Review: Trillium #1
Jeff Lemire’s latest creative-project encompasses a strong sci-fi essence, strengthened by contrasting stories, two perspectives from the future and the past. As he builds one bridge from the future focused on a scientist that on a inexorable pursuit to find a cure for a disease eating away the final thousand members of the human population, he starts building another one. On the opposite side a solider plagued by horrible memories of war in search of meaning, or maybe distraction, helps construct the other side. When two ends finally meet in the middle thats when sparks start to fly.
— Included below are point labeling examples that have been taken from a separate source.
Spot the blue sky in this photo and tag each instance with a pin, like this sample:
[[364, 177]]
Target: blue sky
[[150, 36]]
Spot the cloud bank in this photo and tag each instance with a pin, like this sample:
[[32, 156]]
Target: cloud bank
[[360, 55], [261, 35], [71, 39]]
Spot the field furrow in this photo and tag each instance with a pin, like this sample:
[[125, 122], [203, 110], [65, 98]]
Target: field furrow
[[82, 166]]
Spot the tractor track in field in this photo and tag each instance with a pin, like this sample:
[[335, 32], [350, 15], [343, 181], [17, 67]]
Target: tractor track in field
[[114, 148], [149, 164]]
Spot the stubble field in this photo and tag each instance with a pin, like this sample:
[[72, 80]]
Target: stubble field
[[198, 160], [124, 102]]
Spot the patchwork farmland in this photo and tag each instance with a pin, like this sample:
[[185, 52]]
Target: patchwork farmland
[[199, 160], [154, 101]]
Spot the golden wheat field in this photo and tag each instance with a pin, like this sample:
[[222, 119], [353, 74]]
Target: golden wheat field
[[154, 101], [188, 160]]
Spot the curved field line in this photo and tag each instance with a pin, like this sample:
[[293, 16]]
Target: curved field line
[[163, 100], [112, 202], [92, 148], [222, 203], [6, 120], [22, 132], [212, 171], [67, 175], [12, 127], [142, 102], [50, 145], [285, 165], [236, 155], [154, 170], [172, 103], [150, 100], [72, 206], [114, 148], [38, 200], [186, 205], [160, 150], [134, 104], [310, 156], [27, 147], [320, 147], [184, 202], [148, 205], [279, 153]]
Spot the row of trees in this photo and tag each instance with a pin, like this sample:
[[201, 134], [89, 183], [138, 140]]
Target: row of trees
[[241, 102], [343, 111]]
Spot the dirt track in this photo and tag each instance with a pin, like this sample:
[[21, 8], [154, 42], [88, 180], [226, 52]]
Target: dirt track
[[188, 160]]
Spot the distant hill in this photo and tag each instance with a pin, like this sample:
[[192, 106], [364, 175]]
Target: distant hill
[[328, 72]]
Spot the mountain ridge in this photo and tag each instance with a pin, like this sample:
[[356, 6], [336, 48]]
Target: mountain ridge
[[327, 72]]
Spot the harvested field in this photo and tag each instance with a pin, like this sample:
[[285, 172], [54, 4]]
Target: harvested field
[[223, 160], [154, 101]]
Lemire has clearly set out to tell a story, a very potent one. There’s quite a bit of dialogue and narration from the two main characters. But it serves its purpose well. As you bounce from panel to panel reading, you find you’re engaged to this story. I had to go back to a couple pages to admire the art because I was just reading, the dialogue and various monologues flowed so well. All together it releases some very strong passion.
This book is truly gorgeous. It’s hard to draw yourself away from the beautiful backgrounds composed of water colors that bleed together so perfectly. Lemire uses some extreme detail as well, all the way from windows on a space station to tiny pedals on little flowers.
Together it creates one of the most refined artistic packages of the year. This issue also happens to be a flip book, another creative tool that you don’t see too much of anymore. It also happens to be my first experience with one and it left a great impression.
The sentiment in Trillium hits you like a impassioned lightning bolt. You feel for these characters, you want to follow their story to the very end.